Available facilities and conditions

 There is continual work on camp upgrade. Sleeping beds are being set up in the two big tents, as well as a new floor. Furthermore, gas heaters (typhoons) have been set up, which were put into use towards the end of the week. 

There is a great deficit of wheelchairs in the camp. A lot of people with disabilities arrive there and since there is no other way for them to move, their relatives ones carry them in their arms.

Institutional treatment

A problem reoccurs with the refugees who lose their documents when travelling by train in the small hours and fall asleep on the train. They are unable to proceed with their journey to Serbia, so sometimes it is necessary for them to go back to Gevgelija in order to get new documents. The police are making efforts to check whether those people were registered at the border crossing in Gevgelija via phone, and in case they had been registered, they are issued documents.

Refugees coming from countries which are not allowed to further proceed with their journey, having gone through illegal crossings, the so-called "economic migrants" arrive daily and continue on foot from Gevgelija to Tabanovce.

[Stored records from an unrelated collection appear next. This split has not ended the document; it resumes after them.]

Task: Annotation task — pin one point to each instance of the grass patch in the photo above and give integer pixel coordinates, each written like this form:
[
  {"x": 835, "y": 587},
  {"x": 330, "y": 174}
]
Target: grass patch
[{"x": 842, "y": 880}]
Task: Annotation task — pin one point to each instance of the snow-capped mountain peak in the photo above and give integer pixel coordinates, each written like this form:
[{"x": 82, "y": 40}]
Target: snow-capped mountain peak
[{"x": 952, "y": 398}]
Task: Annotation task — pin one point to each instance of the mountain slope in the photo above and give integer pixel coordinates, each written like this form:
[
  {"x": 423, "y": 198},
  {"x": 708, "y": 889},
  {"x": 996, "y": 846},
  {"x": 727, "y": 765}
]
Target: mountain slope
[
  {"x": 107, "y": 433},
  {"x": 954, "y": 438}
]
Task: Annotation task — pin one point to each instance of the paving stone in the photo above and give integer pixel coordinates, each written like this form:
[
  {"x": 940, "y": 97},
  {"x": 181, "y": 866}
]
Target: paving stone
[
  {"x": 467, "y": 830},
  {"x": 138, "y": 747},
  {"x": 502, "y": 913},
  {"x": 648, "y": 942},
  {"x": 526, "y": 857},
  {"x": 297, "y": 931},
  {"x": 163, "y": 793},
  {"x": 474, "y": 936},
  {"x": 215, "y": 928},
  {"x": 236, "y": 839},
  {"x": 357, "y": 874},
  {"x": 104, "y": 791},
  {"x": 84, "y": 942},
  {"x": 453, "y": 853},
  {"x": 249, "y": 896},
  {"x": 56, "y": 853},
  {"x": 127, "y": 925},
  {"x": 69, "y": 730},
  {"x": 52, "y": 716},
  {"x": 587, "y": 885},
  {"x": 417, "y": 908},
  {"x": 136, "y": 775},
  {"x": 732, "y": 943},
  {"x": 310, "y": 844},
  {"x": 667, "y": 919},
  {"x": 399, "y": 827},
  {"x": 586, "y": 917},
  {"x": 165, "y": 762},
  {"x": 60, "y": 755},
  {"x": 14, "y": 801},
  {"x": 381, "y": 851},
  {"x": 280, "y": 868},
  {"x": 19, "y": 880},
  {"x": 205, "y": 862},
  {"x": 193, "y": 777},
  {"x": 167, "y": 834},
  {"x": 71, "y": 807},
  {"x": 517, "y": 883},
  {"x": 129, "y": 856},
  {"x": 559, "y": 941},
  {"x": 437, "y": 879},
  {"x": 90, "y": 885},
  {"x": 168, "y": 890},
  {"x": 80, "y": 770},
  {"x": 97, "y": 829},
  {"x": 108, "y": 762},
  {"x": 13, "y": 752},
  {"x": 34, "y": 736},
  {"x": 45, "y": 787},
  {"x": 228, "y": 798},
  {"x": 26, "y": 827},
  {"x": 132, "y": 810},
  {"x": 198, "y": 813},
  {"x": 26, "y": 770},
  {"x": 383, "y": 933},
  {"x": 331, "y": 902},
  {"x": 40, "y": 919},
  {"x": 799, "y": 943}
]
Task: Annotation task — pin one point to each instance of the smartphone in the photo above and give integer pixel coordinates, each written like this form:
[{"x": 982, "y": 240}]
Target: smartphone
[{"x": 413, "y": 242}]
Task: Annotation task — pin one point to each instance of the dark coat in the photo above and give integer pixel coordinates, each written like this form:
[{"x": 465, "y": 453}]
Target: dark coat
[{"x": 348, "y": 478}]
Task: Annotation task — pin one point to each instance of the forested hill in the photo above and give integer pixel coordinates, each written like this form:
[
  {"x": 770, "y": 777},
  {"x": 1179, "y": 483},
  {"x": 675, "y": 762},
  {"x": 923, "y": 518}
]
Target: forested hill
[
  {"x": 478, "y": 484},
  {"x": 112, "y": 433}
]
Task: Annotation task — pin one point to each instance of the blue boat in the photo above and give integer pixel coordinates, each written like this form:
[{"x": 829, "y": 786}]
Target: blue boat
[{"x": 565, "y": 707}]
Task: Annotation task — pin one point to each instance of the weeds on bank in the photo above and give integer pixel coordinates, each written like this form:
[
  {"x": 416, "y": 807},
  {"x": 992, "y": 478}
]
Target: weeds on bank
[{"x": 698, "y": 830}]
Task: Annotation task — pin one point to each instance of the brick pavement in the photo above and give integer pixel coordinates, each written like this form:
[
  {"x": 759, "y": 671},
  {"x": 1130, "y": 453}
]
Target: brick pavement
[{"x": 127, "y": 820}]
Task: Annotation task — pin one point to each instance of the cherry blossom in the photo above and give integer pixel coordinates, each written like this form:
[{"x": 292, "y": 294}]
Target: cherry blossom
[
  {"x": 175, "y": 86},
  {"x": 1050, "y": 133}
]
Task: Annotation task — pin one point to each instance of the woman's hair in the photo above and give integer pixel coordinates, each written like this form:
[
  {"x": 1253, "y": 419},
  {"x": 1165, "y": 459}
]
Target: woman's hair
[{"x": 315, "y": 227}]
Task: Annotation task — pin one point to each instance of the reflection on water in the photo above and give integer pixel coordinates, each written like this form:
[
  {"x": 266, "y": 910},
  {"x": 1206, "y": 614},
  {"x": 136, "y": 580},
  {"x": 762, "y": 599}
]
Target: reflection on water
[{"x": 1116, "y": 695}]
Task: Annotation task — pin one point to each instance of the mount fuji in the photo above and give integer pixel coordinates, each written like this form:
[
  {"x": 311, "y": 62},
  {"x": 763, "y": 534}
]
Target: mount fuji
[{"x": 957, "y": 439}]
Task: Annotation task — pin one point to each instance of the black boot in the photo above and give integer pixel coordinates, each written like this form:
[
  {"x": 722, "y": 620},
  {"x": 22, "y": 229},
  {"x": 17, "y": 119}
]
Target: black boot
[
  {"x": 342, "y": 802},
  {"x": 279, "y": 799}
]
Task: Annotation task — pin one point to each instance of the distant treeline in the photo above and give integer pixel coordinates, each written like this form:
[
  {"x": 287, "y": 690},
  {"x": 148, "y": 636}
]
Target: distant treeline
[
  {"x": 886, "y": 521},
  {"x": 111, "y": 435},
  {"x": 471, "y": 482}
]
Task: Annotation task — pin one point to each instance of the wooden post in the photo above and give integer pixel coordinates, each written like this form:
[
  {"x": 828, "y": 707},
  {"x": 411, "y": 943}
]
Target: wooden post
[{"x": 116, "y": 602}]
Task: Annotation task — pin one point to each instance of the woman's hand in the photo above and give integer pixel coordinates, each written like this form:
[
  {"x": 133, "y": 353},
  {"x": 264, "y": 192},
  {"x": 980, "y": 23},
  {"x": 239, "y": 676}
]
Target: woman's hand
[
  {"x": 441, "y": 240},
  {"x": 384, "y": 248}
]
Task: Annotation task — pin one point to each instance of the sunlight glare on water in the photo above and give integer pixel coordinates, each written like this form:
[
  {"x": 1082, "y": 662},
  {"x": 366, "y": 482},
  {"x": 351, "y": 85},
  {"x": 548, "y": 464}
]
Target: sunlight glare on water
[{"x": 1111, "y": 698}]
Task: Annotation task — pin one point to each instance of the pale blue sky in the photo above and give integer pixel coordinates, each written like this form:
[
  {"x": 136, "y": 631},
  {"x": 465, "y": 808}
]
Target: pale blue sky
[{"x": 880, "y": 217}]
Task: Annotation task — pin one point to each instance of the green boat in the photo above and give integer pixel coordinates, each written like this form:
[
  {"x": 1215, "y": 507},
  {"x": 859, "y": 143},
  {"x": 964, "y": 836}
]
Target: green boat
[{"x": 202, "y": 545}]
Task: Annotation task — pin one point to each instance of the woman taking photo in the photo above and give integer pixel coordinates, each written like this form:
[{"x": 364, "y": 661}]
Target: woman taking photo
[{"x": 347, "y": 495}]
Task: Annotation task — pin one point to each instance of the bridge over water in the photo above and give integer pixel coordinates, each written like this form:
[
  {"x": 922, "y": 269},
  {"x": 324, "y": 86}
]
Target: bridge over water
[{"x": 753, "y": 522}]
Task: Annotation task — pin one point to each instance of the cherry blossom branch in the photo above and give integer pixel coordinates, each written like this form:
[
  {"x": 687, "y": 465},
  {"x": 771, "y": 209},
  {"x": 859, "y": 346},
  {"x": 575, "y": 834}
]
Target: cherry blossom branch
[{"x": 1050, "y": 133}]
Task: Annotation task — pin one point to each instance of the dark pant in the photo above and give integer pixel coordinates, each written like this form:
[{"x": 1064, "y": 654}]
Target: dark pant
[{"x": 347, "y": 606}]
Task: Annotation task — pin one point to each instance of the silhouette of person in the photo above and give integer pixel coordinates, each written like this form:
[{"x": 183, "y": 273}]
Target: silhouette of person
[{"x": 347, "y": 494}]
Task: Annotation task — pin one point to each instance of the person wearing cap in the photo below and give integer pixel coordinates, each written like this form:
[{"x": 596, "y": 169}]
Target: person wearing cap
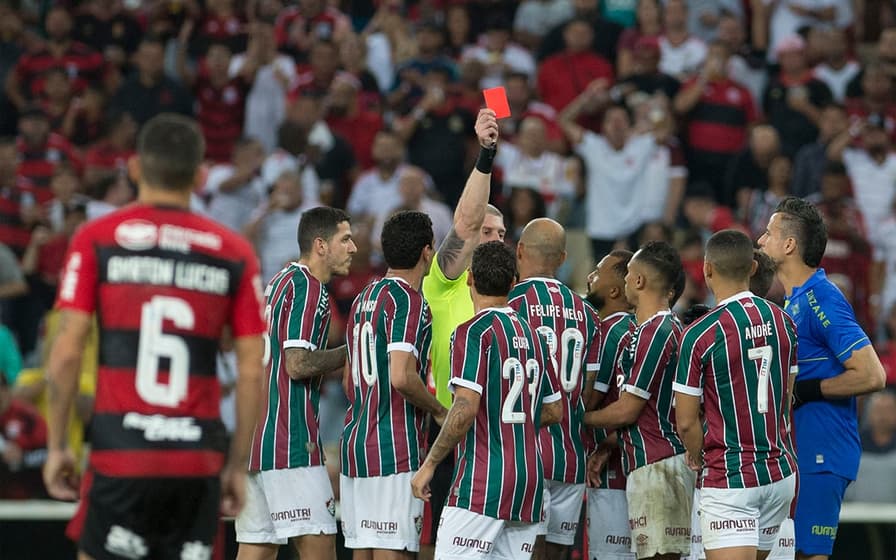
[
  {"x": 870, "y": 165},
  {"x": 793, "y": 99}
]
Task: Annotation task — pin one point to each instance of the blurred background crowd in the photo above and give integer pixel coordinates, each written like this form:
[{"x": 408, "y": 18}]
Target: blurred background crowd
[{"x": 705, "y": 114}]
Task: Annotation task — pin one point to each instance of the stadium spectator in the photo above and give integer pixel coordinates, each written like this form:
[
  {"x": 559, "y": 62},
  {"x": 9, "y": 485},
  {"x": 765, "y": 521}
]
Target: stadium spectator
[
  {"x": 148, "y": 91},
  {"x": 843, "y": 365},
  {"x": 793, "y": 99},
  {"x": 562, "y": 76}
]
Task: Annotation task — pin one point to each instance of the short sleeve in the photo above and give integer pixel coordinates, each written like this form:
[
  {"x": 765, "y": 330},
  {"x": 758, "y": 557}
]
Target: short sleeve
[
  {"x": 469, "y": 358},
  {"x": 78, "y": 288},
  {"x": 689, "y": 373},
  {"x": 308, "y": 309},
  {"x": 835, "y": 322},
  {"x": 246, "y": 318},
  {"x": 403, "y": 321}
]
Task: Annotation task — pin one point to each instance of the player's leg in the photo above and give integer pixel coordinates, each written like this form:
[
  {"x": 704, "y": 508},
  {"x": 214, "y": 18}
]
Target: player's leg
[
  {"x": 773, "y": 510},
  {"x": 661, "y": 528},
  {"x": 819, "y": 498},
  {"x": 563, "y": 522},
  {"x": 609, "y": 534}
]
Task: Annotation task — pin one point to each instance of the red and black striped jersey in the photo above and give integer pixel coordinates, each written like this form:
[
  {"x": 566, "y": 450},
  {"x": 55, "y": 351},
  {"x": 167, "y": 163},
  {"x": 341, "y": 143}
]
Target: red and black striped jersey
[{"x": 164, "y": 283}]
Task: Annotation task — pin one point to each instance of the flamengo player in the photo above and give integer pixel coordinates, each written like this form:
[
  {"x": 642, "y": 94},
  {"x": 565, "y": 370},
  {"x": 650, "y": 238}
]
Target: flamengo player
[
  {"x": 570, "y": 328},
  {"x": 609, "y": 534},
  {"x": 741, "y": 359},
  {"x": 164, "y": 283},
  {"x": 652, "y": 452},
  {"x": 389, "y": 332},
  {"x": 504, "y": 388},
  {"x": 289, "y": 493}
]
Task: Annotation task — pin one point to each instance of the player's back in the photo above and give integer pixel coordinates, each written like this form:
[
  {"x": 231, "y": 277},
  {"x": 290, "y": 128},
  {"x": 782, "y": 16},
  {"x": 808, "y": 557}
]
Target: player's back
[
  {"x": 164, "y": 283},
  {"x": 499, "y": 471},
  {"x": 747, "y": 348},
  {"x": 383, "y": 432},
  {"x": 571, "y": 330}
]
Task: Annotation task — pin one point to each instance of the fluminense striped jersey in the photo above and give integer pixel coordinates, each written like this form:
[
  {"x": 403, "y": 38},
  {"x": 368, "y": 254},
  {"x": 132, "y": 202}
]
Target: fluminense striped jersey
[
  {"x": 383, "y": 432},
  {"x": 648, "y": 366},
  {"x": 571, "y": 329},
  {"x": 498, "y": 472},
  {"x": 297, "y": 310},
  {"x": 615, "y": 337},
  {"x": 740, "y": 357}
]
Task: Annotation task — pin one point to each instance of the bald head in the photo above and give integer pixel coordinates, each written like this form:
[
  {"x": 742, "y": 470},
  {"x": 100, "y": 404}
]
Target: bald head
[{"x": 543, "y": 241}]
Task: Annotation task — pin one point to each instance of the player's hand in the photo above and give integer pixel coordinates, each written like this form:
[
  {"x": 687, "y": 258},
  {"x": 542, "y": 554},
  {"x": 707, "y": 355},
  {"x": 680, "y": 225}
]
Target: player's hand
[
  {"x": 693, "y": 464},
  {"x": 233, "y": 490},
  {"x": 421, "y": 480},
  {"x": 60, "y": 477},
  {"x": 487, "y": 128}
]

They are tired, hungry and in a bad condition. On 20.12.2015, on the regional road Gradsko-Veles, two Macedonian citizens (aged 17 and 19) were discovered transporting five refugees (from Morocco and Algeria). When the refugees asked to get off the vehicle, a physical clash occurred in which the driver ended up injured with a knife. The refugees were found and detained by regional branch of MoI in Veles, and the police is investigating the case.

On the 16.12.2015, 17 refugees of various ages were discovered on a cargo train. After the report of the camp employees and the reaction of the police, it was determined that Greek citizens had lied to them that the cargo train proceeds directly to Serbia. They also charged them 2000 EUR per person to get them on the cargo train. They were sheltered in the camp, and the police issued them documents whereby they continued on their way.

In the course of the week, the police filed criminal charges against two Macedonian citizens who used a car to steal blankets from the container where the blankets used by the refugees are stored. The refugees in the camp reported once case in which the camp janitors stole their mobile phones and money. After the case was reported, one of them gave back one of the phones, and said that he had not taken the other phones. The cases of theft increase in frequency, and although they are reported to the police, no preventative measures against them are taken.

The Helsinki Committee strongly urges the Ministry of Interior to take action upon this type of reports, to prevent the robberies by people hired to work in the camp, as well as take measures to prosecute the perpetrators of theft and hold them responsible for their actions.

This report is made possible by the generous support of the Foundation Open Society Institute (FOSI) within the project „Improvement of the rights protection for migrants and asylum seekers in the Republic of Macedonia“. The contents are the responsibility of the Helsinki Committee for Human rights of the Republic of Macedonia and do not necessarily reflect the views of FOSI.